Die Eisenbahnunternehmen müssen in jedem Falle nachweisen, dass die außergewöhnlichen Umstände unvermeidbar waren, auch "wenn alle zumutbaren Maßnahmen" ergriffen worden wären. Die Gründe für die Verspätung dürfen nicht in der eigenen Verantwortung liegen. Nach Angaben des Europäischen Verbraucherzentrum Deutschlands gelten die Bahn-Fahrgastrechte "in allen EU-Mitgliedstaaten sowie in Island, Liechtenstein und Norwegen – und zwar für den Fernverkehr und für den Nahverkehr."

Streik bleibt Entschädigungsgrund

Entschädigungen werden weiterhin gezahlt bei durch Streik bedingten Verspätungen. Auch nicht zu den Ausnahmen zählen laut Verordnung "Handlungen oder Unterlassungen eines anderen Unternehmens, das dieselbe Eisenbahninfrastruktur nutzt, und Handlungen oder Unterlassungen der Infrastrukturbetreiber und Bahnhofsbetreiber".

Nach Angaben der Deutschen Bahn gibt es auch Entschädigungen, wenn die Verspätungen durch Bauarbeiten hervorgerufen werden.

Wie hoch wird der Anteil der Fälle sein, die nach den neuen Fahrgastrechten kein Entschädigungsgrund sind?

Pauschal lässt sich das nicht sagen. Die Entschädigungsansprüche hängen auch von externen Ereignissen ab, die in jedem Jahr anders ausfallen. Eine Sprecherin der Deutschen Bahn erklärt auf MDR-Anfrage mit Blick auf das vergangene Jahr, "in deutlich über 90 Prozent der Fälle hätten wir auch unter Anwendung der neuen EU-Verordnung genauso entschädigt."

So viel Entschädigung gibt es weiterhin bei berechtigten Gründen

1) Einfache Fahrt

  • ab 60 bis 119 Minuten Verspätung am Zielbahnhof: 25 Prozent des Fahrpreises
  • ab 120 Minuten Verspätung am Zielbahnhof: 50 Prozent des Fahrpreises

2) Ticket mit Hin- und Rückfahrt

Bei einem Ticket für Hin- und Rückfahrt gelten dieselben Verspätungszeiträume. Hier wird die Entschädigung dann anhand der Hälfte des Ticketpreises berechnet.
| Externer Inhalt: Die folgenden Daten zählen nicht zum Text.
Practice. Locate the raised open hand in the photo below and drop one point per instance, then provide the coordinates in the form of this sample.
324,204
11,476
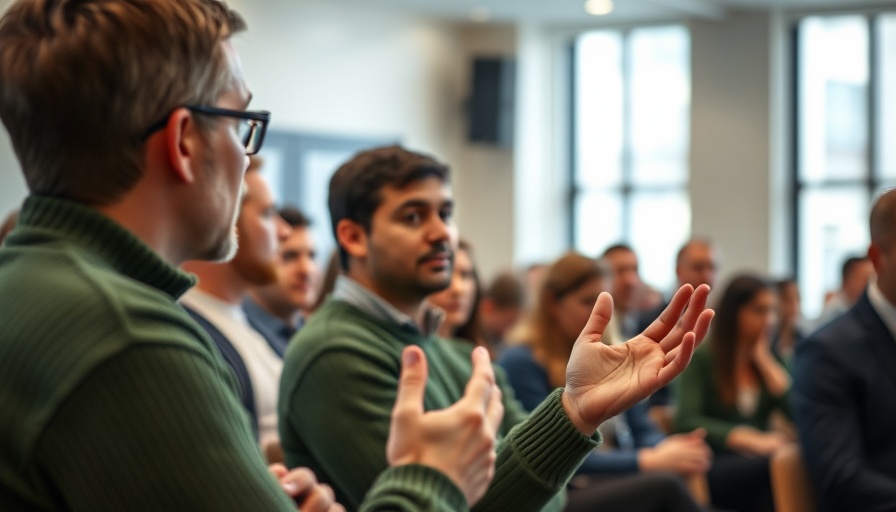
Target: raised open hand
458,441
602,380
Neu auch: Umbuchung bei Verspätung

Neu seit 7. Juni ist nach Angaben des Europäischen Verbraucherzentrum Deutschlands, dass die Umbuchung seitens des Bahnunternehmens auf einen späteren Anschlusszug auch bei einem anderen Anbieter möglich ist.

Die Weiterreise kann aber auch selbst organisiert werden und dem Bahnunternehmen in Rechnung gestellt werden, wenn dieses dazu die Zustimmung erteilt hat. Möglich ist dies auch, wenn keine Umbuchung "innerhalb von 100 Minuten nach der planmäßigen Abfahrt des Zuges" erfolgt ist.
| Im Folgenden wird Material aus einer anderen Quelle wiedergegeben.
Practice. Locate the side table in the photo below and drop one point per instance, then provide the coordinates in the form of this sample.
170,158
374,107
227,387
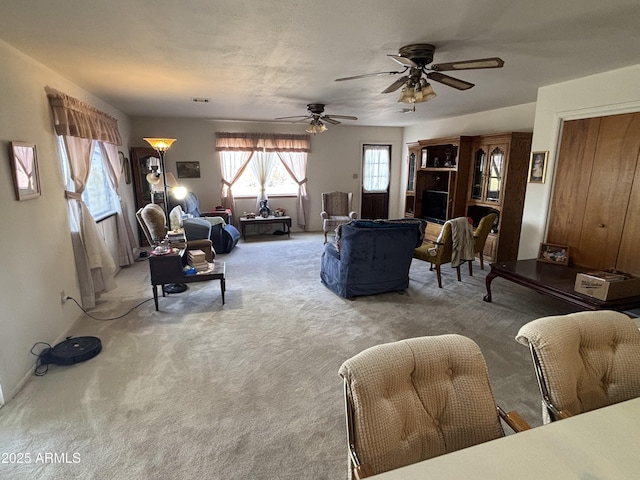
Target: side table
167,268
Folgeschäden ausgeschlossen

Wer durch einen verspäteten Zug etwa die Kreuzfahrt nicht antreten kann oder den Flieger verpasst, bleibt wie bisher schon auf diesen Kosten sitzen. "Folgeschäden aus der Verspätung wie z. B. einen verpassten Anschlussflug oder eine erloschene Hotelreservierung werden nicht übernommen", betont das Europäische Verbraucherzentrum Deutschland.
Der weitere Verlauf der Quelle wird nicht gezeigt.